I am extremely ashamed to admit that *I think* The Wanted by Robert Crais is the first book I’ve read in his Elvis Cole series.
I was going to say I have no idea why, but if I’m completely honest I guess I’ve perhaps conjured up some image of a wannabe Elvis Presley in my mind and have thought he’d be kinda naff (apologies to fans of Elvis or Elvis look-alikes but I Just. Don’t. Get. It: the allure of Elvis so many years later, or the whole Vegas culture), but our private detective wasn’t at all like that.
Elvis Cole was younger than I expected and I actually really really liked him!
by Robert Crais
Series: Elvis Cole #17, Joe Pike #6
Published by Simon & Schuster UK
on January 1st 2018
Source: Simon & Schuster
Genres: Thriller / Suspense
ISBN: 1471157482, 9781471157486, 9781471157509
Seventeen-year-old Tyson is a normal teenaged boy – he’s socially awkward, obsessed with video games, and always hungry. But his mother is worried that her sweet, nerdy son has started to change… and she’s just found a $40,000 Rolex watch under his bed. Suddenly very frightened that Tyson has gotten involved in something illegal, his mother gets in touch with a private investigator named Elvis Cole and asks him to do some digging.
Cole uncovers a connection between Tyson and eighteen unsolved burglaries in LA’s ritziest neighbourhood. Tyson spooks and runs.
And then the bodies start turning up…
Elvis very much reminded me of Spenser – the smart talking old school gumshoe / PI in the Robert B Parker series of the same name. (Umm…. Spenser, in case you were confused!)
It was kinda strange but also a huge relief that Crais doesn’t spend a huge amount of time on backstories. There’s reference to Elvis’s current romantic relationship (though he attracts some attention in this outing as well) but we don’t actually spend a lot of time in his personal life. Many of the series I read are very much character-driven, but – on this occasion anyway – it wasn’t the case.
Indeed, this book is centred around its very engaging plot. And Crais offers up one that’s complex and comes complete with a myriad of bad guys and threads for us to follow. It’s not really a ‘whodunnit’; it’s more about Elvis’s investigation than hinging on a great ‘reveal’ at the end. It sounds wanky but this is very much about the journey rather than the destination. #sorrynotsorry
That’s not to say there’s no closure, because there is. And we get enough insight into the players involved – Elvis, his client Devon, her son Tyson, and her son’s friends – to care about their fate.

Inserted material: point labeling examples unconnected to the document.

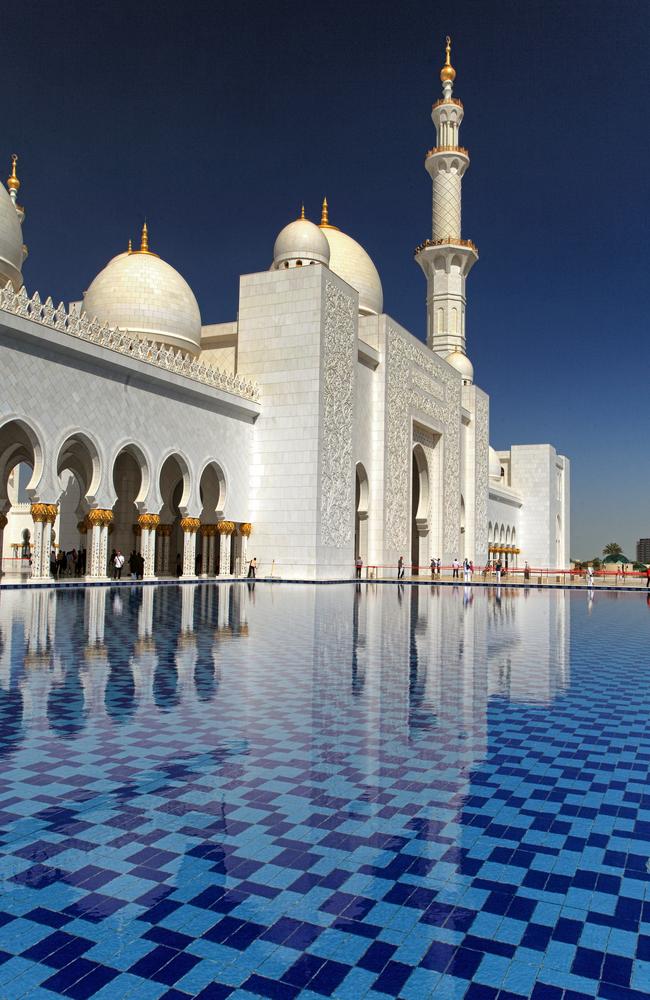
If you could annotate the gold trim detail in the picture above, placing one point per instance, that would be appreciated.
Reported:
(149, 521)
(448, 72)
(44, 512)
(99, 516)
(12, 180)
(191, 524)
(226, 527)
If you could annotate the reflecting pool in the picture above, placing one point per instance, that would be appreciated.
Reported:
(282, 790)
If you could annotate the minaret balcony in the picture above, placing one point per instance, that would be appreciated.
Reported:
(447, 100)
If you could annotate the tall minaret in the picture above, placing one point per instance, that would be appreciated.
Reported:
(446, 259)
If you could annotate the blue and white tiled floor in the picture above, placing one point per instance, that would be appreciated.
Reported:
(277, 791)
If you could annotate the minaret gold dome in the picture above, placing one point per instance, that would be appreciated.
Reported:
(448, 72)
(13, 184)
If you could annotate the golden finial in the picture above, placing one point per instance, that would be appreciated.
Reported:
(12, 181)
(448, 72)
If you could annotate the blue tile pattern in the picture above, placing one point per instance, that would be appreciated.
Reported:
(226, 790)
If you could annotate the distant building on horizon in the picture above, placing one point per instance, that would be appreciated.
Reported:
(643, 550)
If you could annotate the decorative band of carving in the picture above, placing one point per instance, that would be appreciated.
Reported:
(44, 512)
(191, 524)
(99, 516)
(149, 521)
(208, 530)
(78, 324)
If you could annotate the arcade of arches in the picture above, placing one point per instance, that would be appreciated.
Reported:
(69, 514)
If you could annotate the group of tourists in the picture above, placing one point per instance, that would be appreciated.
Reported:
(72, 563)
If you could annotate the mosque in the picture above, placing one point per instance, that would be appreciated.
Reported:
(311, 429)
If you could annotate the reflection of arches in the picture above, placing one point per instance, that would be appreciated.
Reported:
(362, 493)
(419, 507)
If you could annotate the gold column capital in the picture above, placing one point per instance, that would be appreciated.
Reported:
(45, 512)
(99, 516)
(191, 524)
(225, 527)
(149, 521)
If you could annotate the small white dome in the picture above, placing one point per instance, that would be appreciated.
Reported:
(350, 261)
(11, 242)
(300, 241)
(462, 364)
(142, 294)
(495, 464)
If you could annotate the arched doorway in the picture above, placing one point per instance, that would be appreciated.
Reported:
(175, 492)
(361, 514)
(21, 463)
(419, 509)
(212, 490)
(131, 484)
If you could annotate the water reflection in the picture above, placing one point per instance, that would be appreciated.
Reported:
(416, 659)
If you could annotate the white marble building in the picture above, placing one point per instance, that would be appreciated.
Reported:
(311, 429)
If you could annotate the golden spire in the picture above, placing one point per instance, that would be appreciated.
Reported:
(448, 72)
(12, 181)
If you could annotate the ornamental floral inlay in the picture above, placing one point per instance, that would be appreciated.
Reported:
(79, 325)
(337, 406)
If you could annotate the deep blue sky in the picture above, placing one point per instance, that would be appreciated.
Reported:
(216, 119)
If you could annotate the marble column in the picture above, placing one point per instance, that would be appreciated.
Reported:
(189, 527)
(148, 523)
(44, 516)
(3, 525)
(225, 529)
(96, 560)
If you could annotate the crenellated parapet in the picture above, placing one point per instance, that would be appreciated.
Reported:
(162, 356)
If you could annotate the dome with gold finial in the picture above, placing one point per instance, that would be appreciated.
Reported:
(350, 261)
(11, 237)
(299, 243)
(448, 73)
(143, 295)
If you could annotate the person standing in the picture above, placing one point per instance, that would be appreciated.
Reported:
(118, 563)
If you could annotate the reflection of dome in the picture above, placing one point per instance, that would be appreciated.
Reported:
(141, 294)
(462, 364)
(11, 242)
(495, 464)
(301, 242)
(350, 261)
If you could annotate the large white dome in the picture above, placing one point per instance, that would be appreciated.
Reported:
(301, 242)
(11, 242)
(350, 261)
(142, 294)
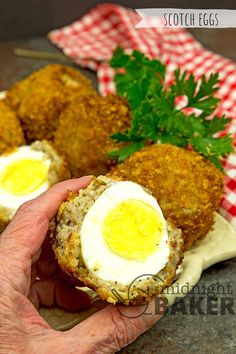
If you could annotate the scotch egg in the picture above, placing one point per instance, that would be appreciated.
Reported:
(25, 173)
(113, 235)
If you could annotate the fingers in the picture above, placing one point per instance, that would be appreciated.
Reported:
(57, 292)
(28, 228)
(47, 264)
(114, 327)
(20, 243)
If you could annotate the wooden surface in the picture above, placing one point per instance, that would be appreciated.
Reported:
(179, 333)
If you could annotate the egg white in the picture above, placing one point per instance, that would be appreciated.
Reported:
(97, 256)
(13, 202)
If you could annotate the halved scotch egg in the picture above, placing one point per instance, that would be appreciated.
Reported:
(114, 238)
(25, 173)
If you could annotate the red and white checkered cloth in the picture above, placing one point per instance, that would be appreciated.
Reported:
(90, 42)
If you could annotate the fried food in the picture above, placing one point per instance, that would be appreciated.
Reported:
(11, 133)
(113, 237)
(40, 98)
(84, 130)
(187, 187)
(25, 173)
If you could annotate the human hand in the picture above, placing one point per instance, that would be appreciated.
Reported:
(22, 329)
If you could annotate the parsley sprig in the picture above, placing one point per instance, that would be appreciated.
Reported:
(155, 116)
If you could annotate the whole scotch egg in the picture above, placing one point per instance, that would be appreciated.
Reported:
(112, 234)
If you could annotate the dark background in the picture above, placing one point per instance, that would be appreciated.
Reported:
(24, 24)
(23, 18)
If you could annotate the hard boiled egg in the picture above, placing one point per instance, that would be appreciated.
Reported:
(25, 173)
(124, 234)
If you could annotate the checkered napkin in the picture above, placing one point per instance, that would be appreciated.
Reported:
(91, 40)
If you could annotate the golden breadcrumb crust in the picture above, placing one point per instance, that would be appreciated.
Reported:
(187, 187)
(40, 98)
(67, 248)
(83, 134)
(11, 133)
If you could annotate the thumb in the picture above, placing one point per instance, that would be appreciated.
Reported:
(114, 327)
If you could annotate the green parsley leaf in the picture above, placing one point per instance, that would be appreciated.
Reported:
(155, 116)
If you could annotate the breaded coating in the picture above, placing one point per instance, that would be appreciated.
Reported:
(187, 187)
(84, 131)
(67, 248)
(11, 133)
(40, 98)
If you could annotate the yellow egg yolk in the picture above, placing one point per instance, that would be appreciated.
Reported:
(22, 177)
(133, 229)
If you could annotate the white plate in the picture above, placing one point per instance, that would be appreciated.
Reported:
(219, 245)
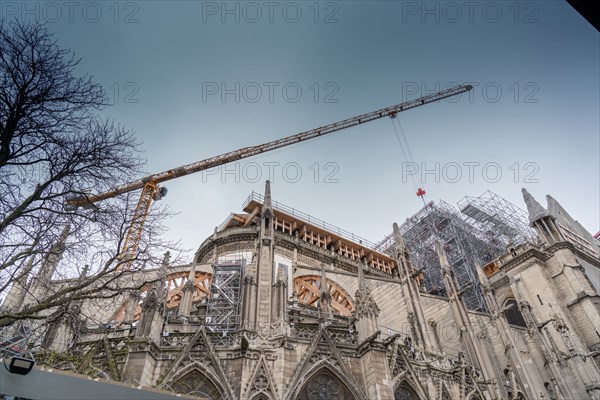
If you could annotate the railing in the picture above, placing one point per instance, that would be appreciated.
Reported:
(313, 221)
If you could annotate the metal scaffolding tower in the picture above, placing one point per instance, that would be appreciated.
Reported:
(487, 226)
(500, 220)
(223, 307)
(464, 246)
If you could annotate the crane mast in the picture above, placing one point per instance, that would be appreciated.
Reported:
(151, 190)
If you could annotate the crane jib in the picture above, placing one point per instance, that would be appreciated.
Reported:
(254, 150)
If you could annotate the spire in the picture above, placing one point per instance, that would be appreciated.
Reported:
(535, 209)
(267, 200)
(164, 266)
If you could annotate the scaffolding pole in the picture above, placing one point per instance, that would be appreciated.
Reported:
(223, 307)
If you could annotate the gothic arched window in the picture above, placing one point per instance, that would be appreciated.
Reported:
(195, 383)
(405, 392)
(513, 314)
(324, 386)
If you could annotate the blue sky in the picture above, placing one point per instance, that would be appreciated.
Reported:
(196, 79)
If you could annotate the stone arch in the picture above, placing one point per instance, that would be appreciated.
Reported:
(174, 284)
(512, 313)
(405, 391)
(325, 384)
(196, 380)
(261, 396)
(308, 290)
(445, 393)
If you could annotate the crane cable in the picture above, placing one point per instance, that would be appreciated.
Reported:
(407, 154)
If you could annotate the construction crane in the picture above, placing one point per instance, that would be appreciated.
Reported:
(152, 191)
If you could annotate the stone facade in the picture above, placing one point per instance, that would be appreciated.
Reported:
(317, 321)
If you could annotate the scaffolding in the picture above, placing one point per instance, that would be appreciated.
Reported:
(487, 226)
(501, 221)
(223, 307)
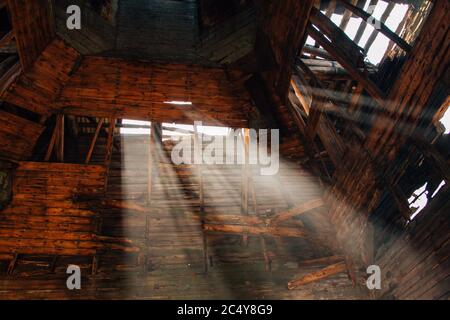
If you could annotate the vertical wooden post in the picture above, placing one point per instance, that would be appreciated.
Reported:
(199, 173)
(245, 179)
(109, 147)
(53, 139)
(94, 140)
(60, 151)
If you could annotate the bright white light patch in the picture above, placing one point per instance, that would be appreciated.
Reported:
(445, 120)
(418, 203)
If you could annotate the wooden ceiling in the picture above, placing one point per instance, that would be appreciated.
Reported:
(356, 134)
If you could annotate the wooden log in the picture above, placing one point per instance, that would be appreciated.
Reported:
(94, 140)
(296, 211)
(326, 272)
(270, 231)
(341, 57)
(374, 33)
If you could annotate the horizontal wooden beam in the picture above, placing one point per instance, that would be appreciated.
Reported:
(256, 230)
(296, 211)
(341, 57)
(318, 275)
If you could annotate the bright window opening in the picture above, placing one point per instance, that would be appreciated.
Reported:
(445, 120)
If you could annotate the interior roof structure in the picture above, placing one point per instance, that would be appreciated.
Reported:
(360, 145)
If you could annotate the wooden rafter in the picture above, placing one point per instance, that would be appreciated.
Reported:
(362, 27)
(296, 211)
(383, 28)
(345, 61)
(256, 230)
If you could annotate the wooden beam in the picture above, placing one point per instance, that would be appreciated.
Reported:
(257, 230)
(321, 261)
(383, 28)
(383, 19)
(109, 141)
(245, 180)
(362, 27)
(109, 149)
(346, 17)
(9, 77)
(337, 36)
(326, 272)
(341, 57)
(296, 211)
(60, 139)
(94, 140)
(7, 38)
(53, 139)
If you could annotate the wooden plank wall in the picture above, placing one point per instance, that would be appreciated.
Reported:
(43, 219)
(18, 136)
(33, 27)
(36, 89)
(105, 87)
(284, 24)
(427, 65)
(361, 182)
(169, 233)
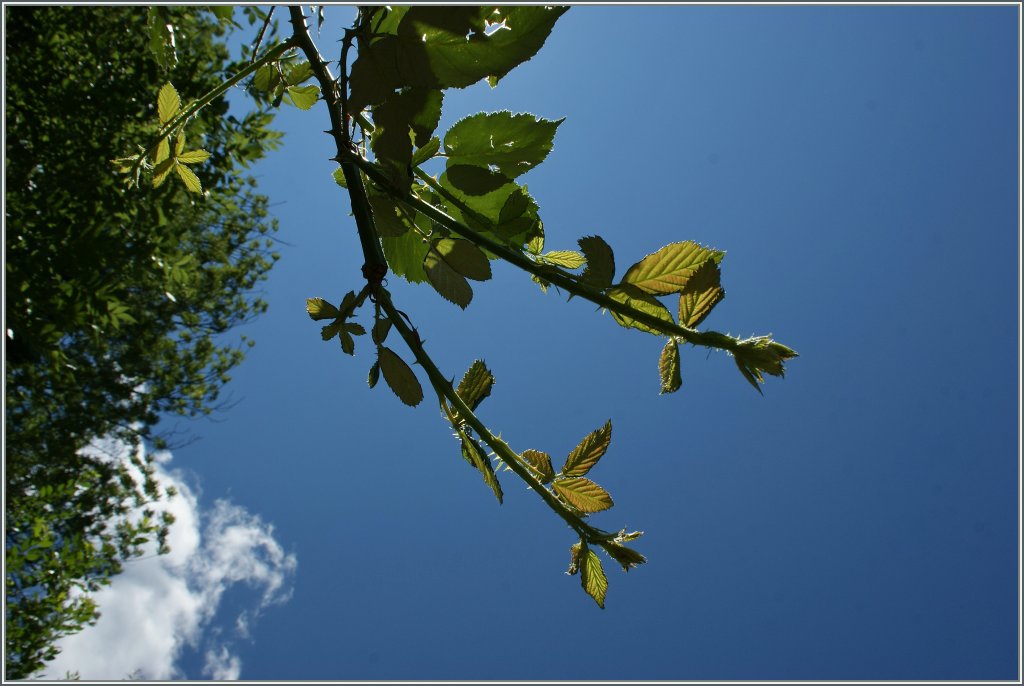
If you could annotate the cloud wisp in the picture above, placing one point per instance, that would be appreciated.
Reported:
(161, 604)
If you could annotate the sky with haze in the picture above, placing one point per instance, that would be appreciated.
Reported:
(860, 167)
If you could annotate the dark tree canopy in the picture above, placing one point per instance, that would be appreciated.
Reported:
(116, 301)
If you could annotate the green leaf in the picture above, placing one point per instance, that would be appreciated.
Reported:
(426, 152)
(702, 292)
(590, 449)
(564, 258)
(406, 255)
(168, 103)
(381, 329)
(668, 367)
(303, 96)
(637, 299)
(471, 452)
(592, 576)
(318, 308)
(449, 283)
(583, 494)
(475, 180)
(465, 258)
(444, 47)
(188, 177)
(332, 330)
(627, 557)
(399, 377)
(475, 384)
(600, 262)
(339, 177)
(541, 462)
(512, 143)
(669, 269)
(193, 157)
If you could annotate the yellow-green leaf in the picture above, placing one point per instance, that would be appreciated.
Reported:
(637, 299)
(168, 103)
(627, 557)
(564, 258)
(193, 157)
(583, 494)
(541, 462)
(317, 308)
(592, 576)
(590, 449)
(702, 292)
(475, 384)
(670, 268)
(472, 453)
(668, 367)
(190, 180)
(399, 377)
(303, 96)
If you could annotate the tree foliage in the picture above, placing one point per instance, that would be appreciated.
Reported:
(116, 302)
(443, 229)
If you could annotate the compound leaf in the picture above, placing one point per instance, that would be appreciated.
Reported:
(670, 268)
(541, 462)
(399, 377)
(590, 449)
(583, 494)
(631, 295)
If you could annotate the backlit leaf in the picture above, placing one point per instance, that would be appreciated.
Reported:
(592, 576)
(541, 462)
(637, 299)
(190, 180)
(465, 258)
(702, 292)
(475, 180)
(668, 367)
(600, 262)
(471, 451)
(399, 377)
(449, 283)
(590, 449)
(513, 143)
(627, 557)
(475, 384)
(193, 157)
(168, 103)
(583, 494)
(564, 258)
(670, 268)
(318, 308)
(303, 96)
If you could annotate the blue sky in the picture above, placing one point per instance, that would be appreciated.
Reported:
(859, 521)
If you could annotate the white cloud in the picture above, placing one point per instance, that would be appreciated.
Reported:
(162, 603)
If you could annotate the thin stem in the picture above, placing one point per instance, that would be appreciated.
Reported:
(443, 387)
(375, 267)
(208, 97)
(549, 273)
(259, 37)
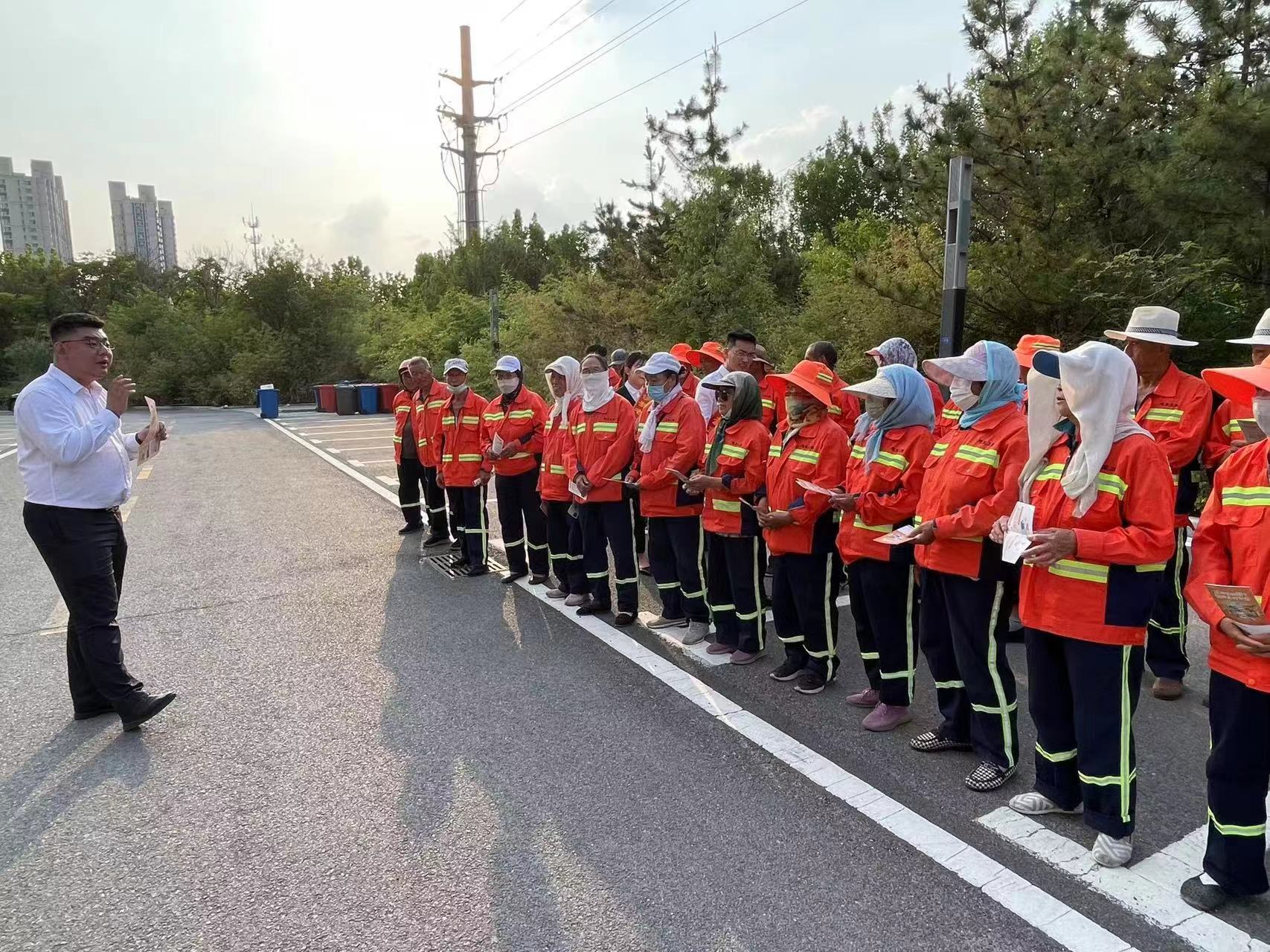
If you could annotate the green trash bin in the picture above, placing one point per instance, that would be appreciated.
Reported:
(346, 399)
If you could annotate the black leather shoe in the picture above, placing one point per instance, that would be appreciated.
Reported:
(143, 707)
(88, 714)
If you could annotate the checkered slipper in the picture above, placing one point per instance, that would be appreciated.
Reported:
(988, 776)
(931, 743)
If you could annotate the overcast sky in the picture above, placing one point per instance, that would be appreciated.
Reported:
(323, 115)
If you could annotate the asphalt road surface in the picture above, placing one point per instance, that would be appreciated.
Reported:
(368, 754)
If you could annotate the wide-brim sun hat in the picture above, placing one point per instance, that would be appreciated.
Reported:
(1239, 384)
(1260, 334)
(1156, 325)
(806, 376)
(876, 387)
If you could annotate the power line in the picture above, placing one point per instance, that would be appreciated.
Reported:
(650, 79)
(513, 9)
(598, 54)
(568, 10)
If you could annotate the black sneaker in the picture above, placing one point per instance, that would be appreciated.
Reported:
(789, 670)
(931, 743)
(988, 776)
(143, 707)
(1199, 895)
(809, 684)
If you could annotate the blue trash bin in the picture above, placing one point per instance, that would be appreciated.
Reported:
(368, 398)
(269, 402)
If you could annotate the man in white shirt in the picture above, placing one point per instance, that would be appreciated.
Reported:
(77, 467)
(734, 356)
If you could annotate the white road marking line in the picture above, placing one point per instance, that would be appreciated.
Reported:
(1148, 889)
(1031, 904)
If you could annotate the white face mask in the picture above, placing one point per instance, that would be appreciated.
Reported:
(594, 385)
(1261, 411)
(962, 395)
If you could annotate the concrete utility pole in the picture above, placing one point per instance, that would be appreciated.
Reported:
(957, 254)
(466, 122)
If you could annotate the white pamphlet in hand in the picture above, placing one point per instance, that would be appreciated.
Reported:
(1019, 532)
(898, 536)
(151, 446)
(813, 488)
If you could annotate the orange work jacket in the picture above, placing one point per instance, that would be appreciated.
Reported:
(600, 447)
(743, 470)
(681, 433)
(1106, 589)
(519, 422)
(888, 492)
(817, 454)
(972, 480)
(1232, 547)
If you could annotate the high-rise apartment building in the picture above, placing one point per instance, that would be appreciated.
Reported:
(33, 211)
(144, 226)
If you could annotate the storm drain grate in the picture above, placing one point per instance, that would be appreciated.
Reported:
(445, 564)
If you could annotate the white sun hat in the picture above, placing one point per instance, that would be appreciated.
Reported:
(1260, 335)
(879, 387)
(1157, 325)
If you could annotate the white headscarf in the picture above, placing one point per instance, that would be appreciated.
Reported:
(661, 362)
(571, 370)
(594, 402)
(1100, 385)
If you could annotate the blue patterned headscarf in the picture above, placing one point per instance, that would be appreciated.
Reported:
(1001, 386)
(912, 406)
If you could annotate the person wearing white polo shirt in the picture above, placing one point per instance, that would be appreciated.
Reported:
(77, 469)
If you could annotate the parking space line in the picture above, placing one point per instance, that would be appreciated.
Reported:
(1148, 889)
(1030, 903)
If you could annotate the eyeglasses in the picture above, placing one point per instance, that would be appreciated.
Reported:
(94, 343)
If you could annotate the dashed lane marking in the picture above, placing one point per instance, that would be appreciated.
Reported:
(1030, 903)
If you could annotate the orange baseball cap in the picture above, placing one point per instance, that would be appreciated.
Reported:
(711, 350)
(1239, 384)
(684, 353)
(808, 375)
(1030, 343)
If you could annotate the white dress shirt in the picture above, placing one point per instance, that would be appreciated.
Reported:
(71, 451)
(706, 398)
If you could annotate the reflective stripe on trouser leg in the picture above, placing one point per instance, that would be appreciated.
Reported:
(1239, 774)
(621, 542)
(720, 598)
(1105, 682)
(687, 546)
(661, 559)
(1166, 631)
(785, 608)
(979, 619)
(1051, 704)
(935, 634)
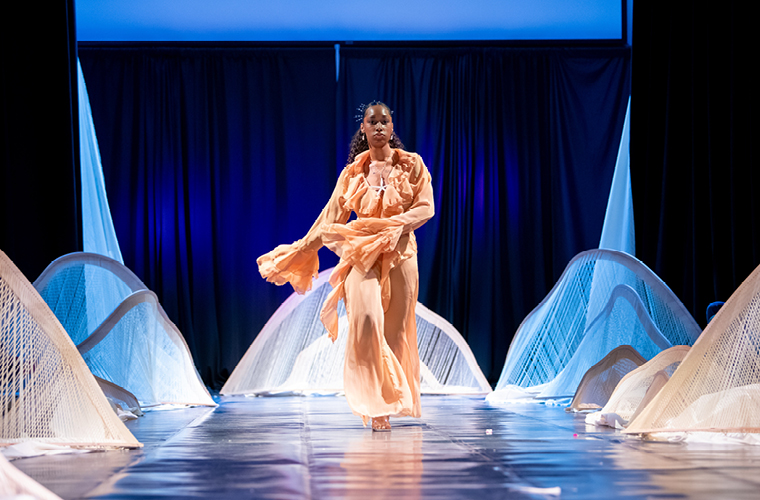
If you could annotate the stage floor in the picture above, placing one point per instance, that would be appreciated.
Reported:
(462, 447)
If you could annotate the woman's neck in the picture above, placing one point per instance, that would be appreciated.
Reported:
(380, 154)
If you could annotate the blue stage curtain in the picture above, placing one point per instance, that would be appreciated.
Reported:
(521, 144)
(694, 161)
(213, 156)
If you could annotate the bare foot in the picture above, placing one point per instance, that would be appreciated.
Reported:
(381, 424)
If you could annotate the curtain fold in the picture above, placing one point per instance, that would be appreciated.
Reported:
(521, 144)
(211, 158)
(214, 156)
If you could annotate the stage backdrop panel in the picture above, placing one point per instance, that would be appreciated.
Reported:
(213, 156)
(521, 144)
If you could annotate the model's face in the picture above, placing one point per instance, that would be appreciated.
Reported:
(377, 126)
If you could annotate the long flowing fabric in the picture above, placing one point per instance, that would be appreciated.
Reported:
(618, 232)
(97, 225)
(213, 156)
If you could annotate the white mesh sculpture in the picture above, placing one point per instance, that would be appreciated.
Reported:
(121, 330)
(623, 322)
(82, 289)
(293, 354)
(633, 391)
(717, 385)
(611, 298)
(600, 380)
(14, 484)
(47, 393)
(138, 348)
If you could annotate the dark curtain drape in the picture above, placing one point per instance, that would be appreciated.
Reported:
(521, 144)
(40, 212)
(693, 158)
(214, 156)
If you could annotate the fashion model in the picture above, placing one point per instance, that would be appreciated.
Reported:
(390, 191)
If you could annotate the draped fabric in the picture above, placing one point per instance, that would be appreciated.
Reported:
(98, 233)
(521, 144)
(213, 156)
(693, 149)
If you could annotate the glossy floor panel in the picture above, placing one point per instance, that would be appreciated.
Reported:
(291, 447)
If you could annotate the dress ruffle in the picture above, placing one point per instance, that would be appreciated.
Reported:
(366, 244)
(290, 263)
(371, 242)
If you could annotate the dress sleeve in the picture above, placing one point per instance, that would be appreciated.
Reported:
(362, 241)
(298, 262)
(423, 206)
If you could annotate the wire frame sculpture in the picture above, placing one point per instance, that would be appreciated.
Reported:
(121, 329)
(585, 301)
(47, 393)
(293, 354)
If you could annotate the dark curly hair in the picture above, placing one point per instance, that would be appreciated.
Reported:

The book’s also well-paced and I was loath to put it aside as we got closer to a conclusion. There is the age-old ‘race against time’ to save the goodies, but it’s certainly not clichéd or predictable.
If / when I have time I’d love to go back and read this series (in order) in its entitreity because it’s a while since I’ve come to something part-way through, that makes me want to learn more about our series’ main characters and confident in the quality and consistency of the various mysteries and whodunnits that help us get there. So often authors reveal previous cases – rendering reading them redundant, or make readers feel as if they’ve arrived late to a party and missed the introductions. (Also Elvis’s partner Joe Pike sounds really intriguing and I’m certainly keen for more info on this elusive marine / special forces type!)
The Wanted by Robert Crais will be published in Australia by Simon & Schuster and available in early January 2018.
I received a copy of this book from the publisher for review purposes.